To sum up, since the base oil of the present invention contains at least two monoesters prepared from C ₁₆ -C ₃₆ saturated branched chain aliphatic unit alcohols and C ₅ -C ₁₀ saturated aliphatic monocarboxylic acids, and the Monoesters are prepared from the same monocarboxylic acid. Therefore, the base oil of the present invention can meet the characteristics of low viscosity, low pour point, low Noack volatilization loss and high NPI at the same time, and further can achieve the purpose of energy saving and carbon reduction, so it can indeed achieve the purpose of the present invention.

Claims (10)

1. A base oil characterized by comprising: at least two monoesters, each monoester being made of a monoalcohol and a monocarboxylic acid; the monoalcohol is C₁₆～C₃₆Saturated branched chain aliphatic mono-alcohol, the mono-carboxylic acid being C₅～C₁₀Saturated aliphatic monocarboxylic acids, and said monoesters are made of the same monocarboxylic acid.

2. The base oil according to claim 1, characterized in that: the monoalcohol is C₂₀～C₃₆Saturated branched aliphatic monoalcohols.
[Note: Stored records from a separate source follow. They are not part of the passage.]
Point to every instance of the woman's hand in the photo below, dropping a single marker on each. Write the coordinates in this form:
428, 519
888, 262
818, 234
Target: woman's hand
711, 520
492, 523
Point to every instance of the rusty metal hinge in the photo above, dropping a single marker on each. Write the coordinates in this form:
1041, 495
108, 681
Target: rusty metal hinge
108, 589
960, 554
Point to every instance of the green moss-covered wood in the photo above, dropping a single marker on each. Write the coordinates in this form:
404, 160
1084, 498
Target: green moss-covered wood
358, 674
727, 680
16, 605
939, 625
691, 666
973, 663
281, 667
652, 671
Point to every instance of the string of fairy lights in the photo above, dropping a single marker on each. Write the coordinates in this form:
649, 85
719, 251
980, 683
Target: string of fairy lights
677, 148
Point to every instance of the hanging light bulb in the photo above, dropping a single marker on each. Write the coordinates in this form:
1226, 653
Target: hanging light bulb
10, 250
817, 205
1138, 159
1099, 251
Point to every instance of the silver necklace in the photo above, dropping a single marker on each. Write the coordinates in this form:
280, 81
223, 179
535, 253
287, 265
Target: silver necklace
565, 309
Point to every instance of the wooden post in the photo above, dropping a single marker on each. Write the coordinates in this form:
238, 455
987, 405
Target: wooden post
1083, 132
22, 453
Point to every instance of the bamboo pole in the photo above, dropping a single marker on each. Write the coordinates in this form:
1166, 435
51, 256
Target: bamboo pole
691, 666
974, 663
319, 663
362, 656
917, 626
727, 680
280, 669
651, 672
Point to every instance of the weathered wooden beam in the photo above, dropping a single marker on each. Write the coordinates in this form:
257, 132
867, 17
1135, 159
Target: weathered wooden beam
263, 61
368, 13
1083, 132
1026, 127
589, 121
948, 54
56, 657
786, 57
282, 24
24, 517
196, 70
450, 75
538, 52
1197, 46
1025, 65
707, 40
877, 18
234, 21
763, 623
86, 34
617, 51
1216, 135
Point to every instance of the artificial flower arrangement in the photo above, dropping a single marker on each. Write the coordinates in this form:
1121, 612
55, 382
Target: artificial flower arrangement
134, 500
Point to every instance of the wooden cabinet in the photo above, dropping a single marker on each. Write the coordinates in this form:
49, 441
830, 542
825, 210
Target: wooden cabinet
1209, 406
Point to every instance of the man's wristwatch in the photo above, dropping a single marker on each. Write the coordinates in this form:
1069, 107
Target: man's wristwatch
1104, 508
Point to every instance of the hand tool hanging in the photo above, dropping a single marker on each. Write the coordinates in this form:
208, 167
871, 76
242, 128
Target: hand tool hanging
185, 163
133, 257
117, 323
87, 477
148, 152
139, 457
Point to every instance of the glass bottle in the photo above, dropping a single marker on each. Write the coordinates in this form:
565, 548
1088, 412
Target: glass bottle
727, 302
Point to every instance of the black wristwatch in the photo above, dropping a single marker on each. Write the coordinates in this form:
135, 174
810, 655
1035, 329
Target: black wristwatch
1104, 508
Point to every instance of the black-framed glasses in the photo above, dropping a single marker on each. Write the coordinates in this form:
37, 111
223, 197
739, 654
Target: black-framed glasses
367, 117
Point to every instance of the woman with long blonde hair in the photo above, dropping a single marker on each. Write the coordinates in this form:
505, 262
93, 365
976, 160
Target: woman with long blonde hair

3. The base oil according to claim 2, characterized in that: the monoalcohol is C₂₂～C₃₆Saturated branched aliphatic monoalcohols.

4. The base oil according to claim 1, characterized in that: the monoalcohol is represented by the following formula (I):

wherein R is¹And R²Are respectively C₇～C₁₇An alkyl group.

5. The base oil according to claim 4, characterized in that: r of the formula (I)¹And R²Are respectively C₁₀～C₁₇An alkyl group.

6. The base oil according to claim 5, characterized in that: r of the formula (I)¹And R²Are respectively C₁₀～C₁₃An alkyl group.

7. The base oil according to any one of claims 1 to 6, characterized in that: the monocarboxylic acid is C₅～C₁₀Saturated straight-chain aliphatic monocarboxylic acids.

8. The base oil according to claim 7, characterized in that: the monocarboxylic acid is C₅～C₇Saturated straight-chain aliphatic monocarboxylic acids.

9. The base oil according to any one of claims 1 to 6, characterized in that: the weight of each monoester is in the range of 5 wt% to 95 wt%, based on the total weight of the base oil of 100 wt%.

10. A lubricating oil comprising the base oil according to any one of claims 1 to 9.